Why does DHCP use raw sockets?
  • 25 Sep 2018
  • 1 Minute to read
  • Contributors
  • Dark
    Light
  • PDF

Why does DHCP use raw sockets?

  • Dark
    Light
  • PDF

The DHCP protocol has some specific requirements to really work properly - in particular being able to transmit to and receive packets sent to the all-ones limited broadcast address (255.255.255.255), and being able to send a unicast without an ARP. It's not possible to do this via BSD/UDP sockets, although dhcpd does also open a BSD/UDP socket (called the "fallback interface") that you will see in netstat.

The raw socket:

  • Receives all DHCP packets, so the DHCP packet sent to the server must come in on the interface the socket is opened on.
  • Transmits directed unicasts (w/out ARP), and special RFC 2131 complying all-ones limited broadcasts. These are needed in clients' initial configuration stage (when the client does not yet have an address configured).

The BSD/UDP socket:

  • Is read from to empty it and free up buffers (it will receive some packets that are duplicates of packets received via the raw socket.
  • Is used to transmit routed unicasts. These are used to reply to any relay agent, or to reply to clients apparently in the renewing state.

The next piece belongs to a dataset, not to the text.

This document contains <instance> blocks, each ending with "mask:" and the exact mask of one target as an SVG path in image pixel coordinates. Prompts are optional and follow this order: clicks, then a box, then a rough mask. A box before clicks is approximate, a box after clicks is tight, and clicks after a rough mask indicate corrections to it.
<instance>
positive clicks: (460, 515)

It is possible to compile raw socket behaviour out for very specific reasons, but this will only work if you never have any directly-connected clients - that is, clients on the same broadcast domain as the DHCP server. All clients must be reached by relay agents in this case.

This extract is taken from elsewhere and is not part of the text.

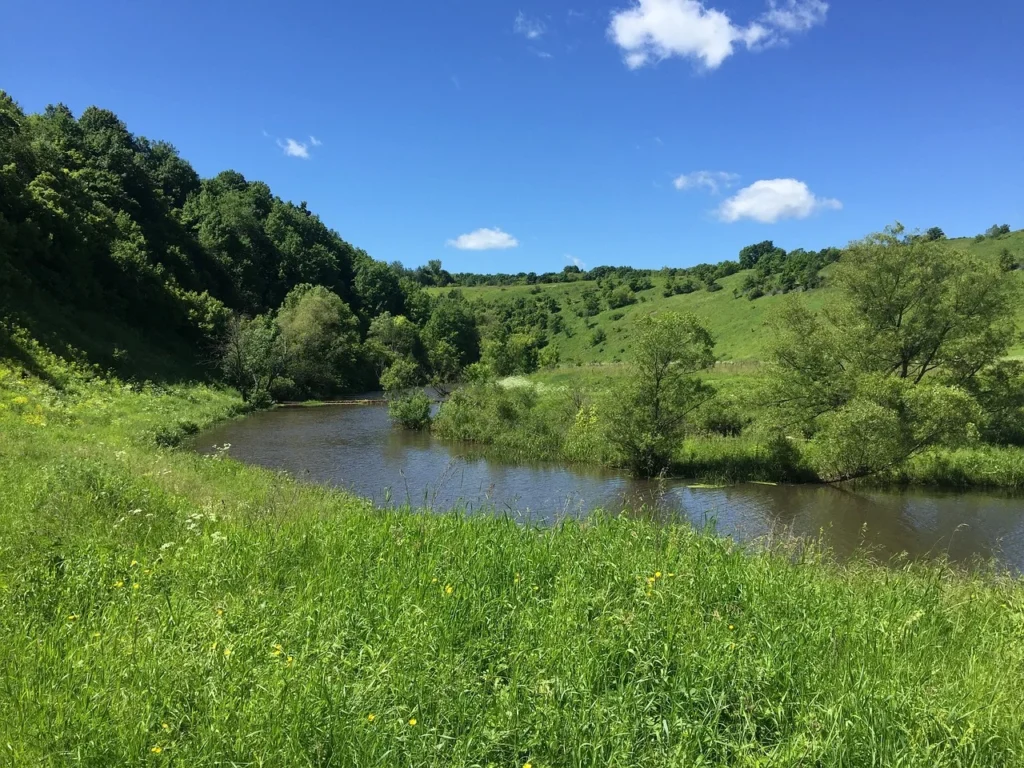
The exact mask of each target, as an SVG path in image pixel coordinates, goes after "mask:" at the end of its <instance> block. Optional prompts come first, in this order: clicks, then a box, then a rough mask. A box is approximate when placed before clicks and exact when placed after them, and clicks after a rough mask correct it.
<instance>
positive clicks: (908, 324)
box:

DHCP with firewalls and packet filters
dhcpd's raw sockets receive packets before the point at which most OS packet filters and firewalls operate, which means that if you want to reliably intercept packets before they reach the DHCP server, it is better to do this externally to the server itself. For most installations this is unnecessary anyway; ISC DHCP has a comprehensive configuration language with flexible access controls that should be sufficient for most needs.